Unable to rm directory from git --cached

Question

I accidentally added a directory to my repo. No big deal I'll just run

git rm --cached <dir-name>

but I get this error

error: the following file has staged content different from both the
file and the HEAD:
    <dir-name>
(use -f to force removal)

What may complicate this a bit is that the directory added to the cache is a git repo itself and the only cached changes in the root repo has to do with the git Subproject.

git diff --cached

output:

--- /dev/null
+++ b/<dir-name>
@@ -0,0 +1 @@
+Subproject commit <commit-id>

The commit id referenced is the current nested repo HEAD, but I may have added to it since the accidental add.

My first instinct was just to use -f to force since this is not in the actually repo but only staged. But this answer made me think twice as I do not want to permanently mess anything up.

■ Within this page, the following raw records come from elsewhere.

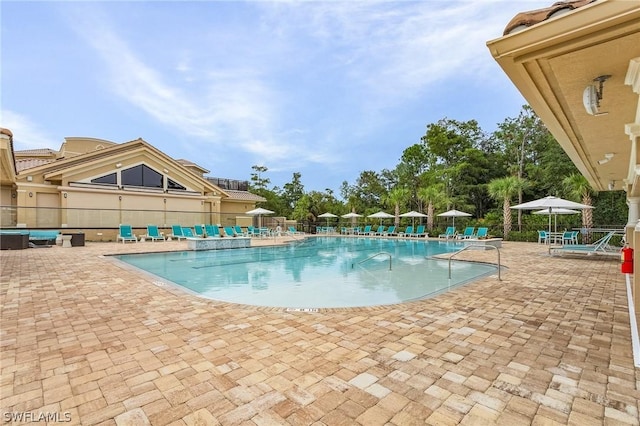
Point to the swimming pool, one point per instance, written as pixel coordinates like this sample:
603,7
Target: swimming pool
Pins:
321,272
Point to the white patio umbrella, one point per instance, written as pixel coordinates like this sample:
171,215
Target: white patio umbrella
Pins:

Luckily these are entirely local so I'm not dealing with any remotes, and I'm sure there is an easy fix to this, but I just want to do it correctly. Should I just run git rm --cached -f <dir-name>? or do I need to take another approach?

score 3 · Accepted Answer · answered Sep 01 '20 at 20:38

TL;DR

Your first instinct was almost certainly correct: you probably want git rm --cached -f path, where path names the path to the sub-repository. This will remove the thing that Git calls a gitlink from the index / staging-area / cache.

Long

First, remember that Git does not store directories at all. So this directory is not in Git in the first place. The reason why has to do with what Git calls, variously, the index, the staging area, or—relatively rarely now but still visible in git rm --cached—the cache.

Second, know that Git never stores another Git repository in a repository. Or, to put it another way, repositories never actually nest. The actual implementation here is to forbid any path name components that consist of .git (including case-insensitive variants such as .GIT or .Git or whatever).¹

What you have here is what Git calls a submodule (or perhaps half a submodule: the half that Git calls, internally, a gitlink).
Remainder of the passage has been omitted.